“Also, happy last day of EMiC.”
This message just appeared on a Facebook chat I’m having with three other EMiCites, as we discuss exactly how much social time we can fit into the upcoming Digital Diversity conference in Edmonton. Many of us are not attending DHSI this year — our normal summer meet-up spot — and so we’re treating DigDiv as a mini reunion.
It’s not really the last day of EMiC. A simple fiscal end-date will not spell the end of the projects and collaborations we began over the past seven years, many of which will continue in various forms and reverberate through our institutions and disciplines.
I have benefitted from tremendous research and training opportunities through my affiliation with EMiC. Since the first day that co-applicant Paul Hjartarson invited me, an utterly overwhelmed new MA student, for a coffee in HUB mall at the U of A and asked if I’d be interested in joining a project that would send me to Victoria to learn something about computers, EMiC has shaped my academic trajectory. The connections I made in that first year led directly to my current position as a SSHRC-funded postdoctoral fellow, back at the U of A and working with Paul again, now with five DHSIs under my belt and a somewhat more robust sense of what computers do. I am hugely grateful for having been in the right place at the right time.
But what I will value, more than the conferences and seminars and publications, is the community.

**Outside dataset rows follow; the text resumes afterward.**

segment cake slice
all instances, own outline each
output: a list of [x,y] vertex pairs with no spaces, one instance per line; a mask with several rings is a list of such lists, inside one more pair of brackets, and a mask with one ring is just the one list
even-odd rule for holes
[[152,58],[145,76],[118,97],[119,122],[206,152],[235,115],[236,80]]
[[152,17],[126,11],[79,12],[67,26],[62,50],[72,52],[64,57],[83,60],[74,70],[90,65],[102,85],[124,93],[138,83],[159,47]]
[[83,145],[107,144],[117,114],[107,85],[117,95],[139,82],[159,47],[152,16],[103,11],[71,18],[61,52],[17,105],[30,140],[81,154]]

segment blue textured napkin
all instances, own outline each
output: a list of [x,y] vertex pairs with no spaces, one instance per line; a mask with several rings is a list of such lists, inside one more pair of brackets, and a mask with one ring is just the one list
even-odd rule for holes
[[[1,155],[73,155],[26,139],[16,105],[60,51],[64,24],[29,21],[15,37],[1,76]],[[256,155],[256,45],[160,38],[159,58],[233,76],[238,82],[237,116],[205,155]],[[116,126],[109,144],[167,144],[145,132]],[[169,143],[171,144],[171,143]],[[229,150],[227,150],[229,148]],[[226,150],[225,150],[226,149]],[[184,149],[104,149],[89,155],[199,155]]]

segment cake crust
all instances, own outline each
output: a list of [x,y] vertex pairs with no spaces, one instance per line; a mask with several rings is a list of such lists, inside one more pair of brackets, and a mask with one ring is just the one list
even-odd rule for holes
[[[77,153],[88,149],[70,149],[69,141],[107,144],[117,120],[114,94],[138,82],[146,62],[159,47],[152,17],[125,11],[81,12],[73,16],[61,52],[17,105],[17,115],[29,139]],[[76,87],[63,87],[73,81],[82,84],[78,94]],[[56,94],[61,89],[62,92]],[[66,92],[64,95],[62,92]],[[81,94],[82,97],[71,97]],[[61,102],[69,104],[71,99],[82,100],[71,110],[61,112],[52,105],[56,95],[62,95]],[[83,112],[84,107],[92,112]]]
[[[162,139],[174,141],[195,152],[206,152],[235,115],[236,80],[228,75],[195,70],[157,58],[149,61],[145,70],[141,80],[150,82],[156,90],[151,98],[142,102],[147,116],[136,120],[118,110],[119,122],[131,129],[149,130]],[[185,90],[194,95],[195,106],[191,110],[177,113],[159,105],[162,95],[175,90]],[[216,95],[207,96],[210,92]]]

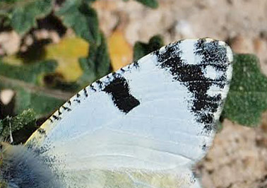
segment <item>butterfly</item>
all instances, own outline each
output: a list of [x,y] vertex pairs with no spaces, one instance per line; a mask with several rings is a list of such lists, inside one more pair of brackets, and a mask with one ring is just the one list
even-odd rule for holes
[[212,144],[232,61],[224,42],[183,40],[108,74],[62,105],[24,146],[2,144],[2,182],[201,187],[193,168]]

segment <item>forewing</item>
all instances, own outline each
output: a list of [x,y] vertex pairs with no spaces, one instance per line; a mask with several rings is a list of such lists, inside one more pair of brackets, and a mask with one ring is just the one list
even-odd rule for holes
[[28,143],[71,187],[197,187],[232,61],[221,41],[172,43],[82,90]]

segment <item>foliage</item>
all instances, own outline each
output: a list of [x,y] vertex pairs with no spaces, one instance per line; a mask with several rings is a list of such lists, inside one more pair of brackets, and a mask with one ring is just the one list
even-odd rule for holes
[[67,0],[57,15],[61,18],[66,27],[75,31],[77,36],[97,46],[100,42],[97,16],[87,1]]
[[[153,8],[158,6],[156,0],[136,1]],[[54,11],[66,27],[73,28],[77,36],[97,45],[100,41],[98,20],[95,11],[90,6],[94,1],[96,0],[66,0],[56,10],[54,6],[56,1],[53,0],[1,0],[0,20],[4,18],[5,25],[24,35],[37,27],[37,20]]]
[[32,108],[37,117],[47,115],[69,97],[41,87],[44,75],[54,72],[56,67],[54,61],[24,66],[10,65],[0,61],[0,89],[12,88],[16,91],[16,113]]
[[141,57],[159,49],[163,46],[163,40],[160,35],[155,35],[150,38],[148,43],[137,42],[134,47],[134,60],[136,61]]
[[29,130],[36,128],[36,114],[32,110],[25,110],[16,117],[7,117],[0,120],[0,137],[7,139],[12,136],[13,143],[18,144],[25,141],[27,139],[25,136],[30,136],[28,135]]
[[233,77],[222,113],[223,117],[247,126],[259,124],[267,110],[267,77],[259,69],[259,59],[251,54],[237,54]]
[[78,83],[81,86],[88,85],[110,71],[110,59],[108,54],[106,39],[103,34],[100,35],[100,45],[90,46],[88,57],[80,59],[80,65],[83,74]]

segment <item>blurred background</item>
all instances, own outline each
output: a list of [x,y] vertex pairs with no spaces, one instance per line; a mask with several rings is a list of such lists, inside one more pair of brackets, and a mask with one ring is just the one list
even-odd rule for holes
[[[267,83],[266,18],[266,0],[1,0],[1,137],[11,129],[14,142],[23,143],[95,79],[163,44],[208,37],[258,57],[249,60],[256,71],[240,70],[256,72],[243,84],[260,86],[254,93],[261,100],[230,107],[238,118],[224,113],[198,175],[207,188],[267,187],[267,87],[256,81]],[[242,112],[259,117],[247,124]]]

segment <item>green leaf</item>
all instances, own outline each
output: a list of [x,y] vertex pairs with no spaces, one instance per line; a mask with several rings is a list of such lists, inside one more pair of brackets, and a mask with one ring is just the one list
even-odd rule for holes
[[36,19],[45,17],[52,8],[52,0],[18,2],[11,11],[11,25],[19,34],[23,35],[36,26]]
[[100,36],[100,45],[90,45],[88,57],[80,59],[80,65],[83,70],[83,74],[78,81],[80,85],[88,85],[110,71],[110,59],[107,42],[102,33]]
[[158,3],[157,0],[136,0],[136,1],[141,3],[142,4],[149,6],[152,8],[156,8],[158,7]]
[[267,110],[267,77],[261,72],[256,56],[237,54],[234,59],[233,77],[222,117],[256,126],[261,113]]
[[96,11],[88,4],[78,0],[66,0],[57,12],[66,27],[71,28],[76,34],[98,45],[100,35]]
[[73,93],[54,90],[43,86],[45,74],[54,73],[57,63],[44,61],[27,66],[13,66],[0,61],[0,89],[16,92],[15,112],[32,108],[38,117],[51,114]]
[[7,117],[0,120],[0,138],[9,138],[11,133],[14,144],[25,142],[37,129],[36,114],[32,110],[23,111],[13,117]]
[[148,44],[137,42],[134,47],[134,60],[136,61],[142,57],[160,48],[163,45],[163,40],[160,35],[155,35],[150,38]]

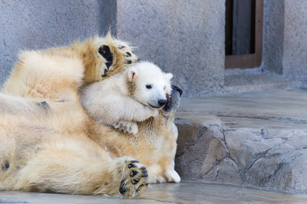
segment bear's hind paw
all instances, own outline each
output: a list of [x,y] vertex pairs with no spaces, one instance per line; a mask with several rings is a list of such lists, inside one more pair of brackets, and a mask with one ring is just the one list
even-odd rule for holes
[[123,159],[126,165],[122,172],[119,191],[125,197],[139,197],[148,187],[146,168],[138,161],[130,157],[125,157]]

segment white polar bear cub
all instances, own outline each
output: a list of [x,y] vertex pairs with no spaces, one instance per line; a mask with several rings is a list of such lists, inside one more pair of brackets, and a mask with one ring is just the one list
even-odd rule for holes
[[158,115],[172,91],[170,73],[142,62],[80,91],[84,109],[101,123],[136,134],[136,122]]

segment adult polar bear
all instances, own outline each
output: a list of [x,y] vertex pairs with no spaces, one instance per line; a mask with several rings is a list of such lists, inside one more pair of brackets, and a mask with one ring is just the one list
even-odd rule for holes
[[80,86],[133,64],[132,48],[109,35],[21,53],[0,93],[0,189],[133,197],[148,182],[180,181],[180,89],[133,136],[97,123],[80,104]]

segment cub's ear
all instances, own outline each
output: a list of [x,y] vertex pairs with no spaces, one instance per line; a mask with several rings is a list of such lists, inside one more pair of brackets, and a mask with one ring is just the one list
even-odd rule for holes
[[138,75],[138,71],[133,68],[130,68],[127,72],[126,74],[128,81],[132,81],[135,79],[135,77]]
[[173,78],[173,74],[171,73],[167,73],[165,74],[165,78],[166,80],[170,80]]

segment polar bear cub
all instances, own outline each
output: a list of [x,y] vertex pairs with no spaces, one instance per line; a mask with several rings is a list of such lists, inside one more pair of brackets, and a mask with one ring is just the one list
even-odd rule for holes
[[136,63],[101,82],[85,85],[80,91],[84,109],[99,123],[136,134],[136,122],[156,117],[171,94],[173,75],[154,63]]

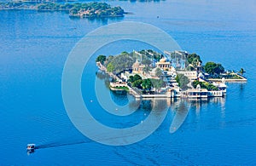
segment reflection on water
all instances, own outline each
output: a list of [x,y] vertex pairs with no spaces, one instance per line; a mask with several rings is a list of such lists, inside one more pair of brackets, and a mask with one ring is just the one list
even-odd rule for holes
[[[173,114],[172,119],[169,119],[171,122],[169,132],[171,134],[175,133],[182,127],[183,123],[186,121],[190,110],[192,114],[194,114],[195,111],[195,117],[197,119],[197,121],[200,121],[201,111],[211,105],[219,106],[221,108],[220,117],[223,119],[222,123],[224,123],[225,97],[213,97],[200,100],[177,98],[148,98],[135,100],[132,95],[129,94],[129,93],[125,91],[109,90],[109,82],[112,78],[109,77],[108,74],[98,72],[96,76],[99,79],[104,81],[103,83],[106,85],[106,90],[111,92],[110,98],[115,104],[121,106],[127,105],[128,110],[125,112],[129,112],[130,114],[135,113],[137,117],[139,117],[137,116],[139,114],[144,115],[142,116],[143,117],[139,120],[139,122],[143,123],[149,113],[153,113],[155,118],[157,118],[157,117],[162,117],[165,111],[170,110],[171,113]],[[109,106],[110,105],[108,106]],[[131,110],[133,112],[131,112]],[[136,121],[137,119],[133,120]],[[122,125],[125,124],[123,123]]]

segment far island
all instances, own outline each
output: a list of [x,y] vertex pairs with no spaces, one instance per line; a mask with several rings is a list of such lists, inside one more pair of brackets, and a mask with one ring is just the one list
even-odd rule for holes
[[136,98],[207,99],[226,94],[226,82],[247,82],[221,64],[207,62],[186,51],[157,53],[151,49],[99,55],[96,65],[109,75],[111,90],[125,90]]
[[123,17],[124,9],[112,7],[106,3],[26,3],[23,1],[11,1],[0,3],[0,10],[3,9],[32,9],[38,11],[66,11],[71,17],[79,18],[106,18]]

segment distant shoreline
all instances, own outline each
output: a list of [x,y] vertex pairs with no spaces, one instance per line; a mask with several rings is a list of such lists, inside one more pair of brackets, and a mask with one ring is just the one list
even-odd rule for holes
[[22,2],[0,3],[0,10],[36,10],[42,12],[67,12],[70,17],[78,18],[113,18],[124,17],[121,7],[111,7],[106,3],[44,3],[39,4]]

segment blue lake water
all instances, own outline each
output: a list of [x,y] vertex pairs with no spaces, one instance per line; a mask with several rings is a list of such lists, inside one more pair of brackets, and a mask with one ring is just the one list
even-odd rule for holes
[[[89,20],[72,20],[60,12],[0,11],[0,165],[255,165],[255,1],[110,3],[133,14]],[[169,103],[162,124],[140,142],[110,146],[92,141],[76,129],[67,115],[61,96],[62,70],[69,52],[85,34],[120,21],[160,27],[183,49],[199,54],[204,62],[217,61],[236,71],[243,67],[248,81],[229,83],[224,98],[192,102],[174,134],[169,128],[178,100]],[[136,125],[146,118],[150,102],[144,101],[125,118],[104,112],[95,95],[97,68],[93,58],[147,47],[120,41],[98,50],[87,64],[82,77],[83,97],[102,123],[116,128]],[[128,102],[125,94],[112,93],[111,97],[119,105]],[[27,156],[27,143],[42,148]]]

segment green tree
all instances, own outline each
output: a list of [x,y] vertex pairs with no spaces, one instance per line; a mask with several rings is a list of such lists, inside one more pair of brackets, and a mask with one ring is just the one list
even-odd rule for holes
[[185,90],[189,88],[188,83],[189,83],[189,79],[183,74],[177,74],[176,77],[176,81],[182,89]]
[[131,83],[133,83],[137,80],[142,80],[142,79],[143,79],[142,77],[140,77],[138,74],[129,77],[129,82],[131,82]]
[[102,64],[104,64],[104,62],[106,61],[106,56],[105,55],[99,55],[96,60],[96,62],[101,62]]
[[144,74],[148,74],[152,70],[149,66],[145,66],[143,71]]
[[113,70],[114,70],[113,65],[111,62],[108,63],[108,65],[107,66],[107,71],[108,71],[108,72],[113,72]]
[[142,87],[144,89],[150,90],[151,87],[152,87],[152,83],[151,83],[150,79],[148,79],[148,78],[143,79],[142,82]]
[[220,74],[224,72],[224,68],[221,64],[216,64],[214,62],[207,62],[204,66],[204,70],[210,75]]
[[136,80],[134,81],[132,83],[131,83],[131,86],[132,87],[137,87],[138,89],[141,89],[142,88],[142,83],[143,83],[143,80],[139,79],[139,80]]
[[142,64],[145,66],[149,66],[151,64],[151,60],[148,58],[143,58]]
[[160,89],[166,86],[166,83],[162,79],[150,79],[150,81],[152,83],[152,86],[156,89]]
[[163,75],[162,70],[160,68],[155,69],[155,76],[160,77]]

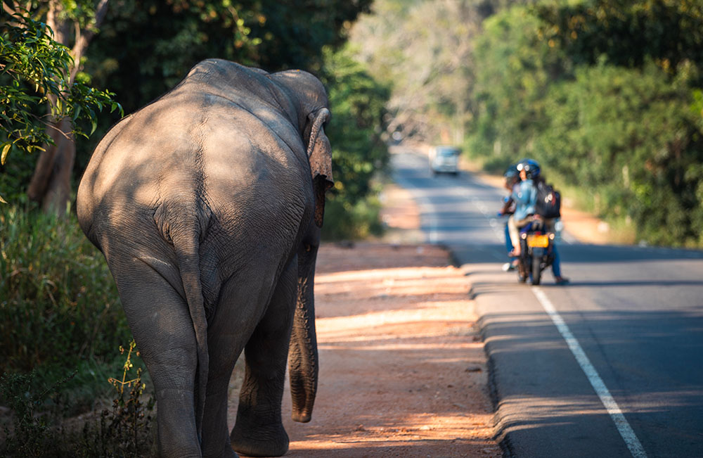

It will be news to absolutely no one that it’s a scary time to be an emerging academic right now. The discourse is positively apocalyptic. Many of us are leaving academia altogether, seeking out rewarding careers in different fields. Others hold on, trying to stay committed to the values of our teaching and research while experiencing the real costs of our precarity. I don’t use the word precarity lightly — we should never forget that our “shared precariouness” is not shared equally — but I use it here to underline how powerful communities can be in the face of this affective burden.
Professional opportunities can help to pave the way to exciting careers. Interdisciplinary and multi-institutional collaborations produce innovation and new knowledge. But communities preserve and support us; they give us perspective on what really matters, back us in our struggles, keep us sane and human in the face of systems that threaten to break us down.
I often talk about the collaborations that make my work possible, but I rarely talk about the communities that make it possible for me to do my work. As important as the days spent in DHSI courses, struggling with TEI and databases, were the nights at karaoke bars, bonding over nostalgic 90s alt-rock. And while I can’t say where my career will take me in the next five or ten or twenty years, I take comfort in knowing that I’ll always have a bunch of nerds to make #canlit jokes with me.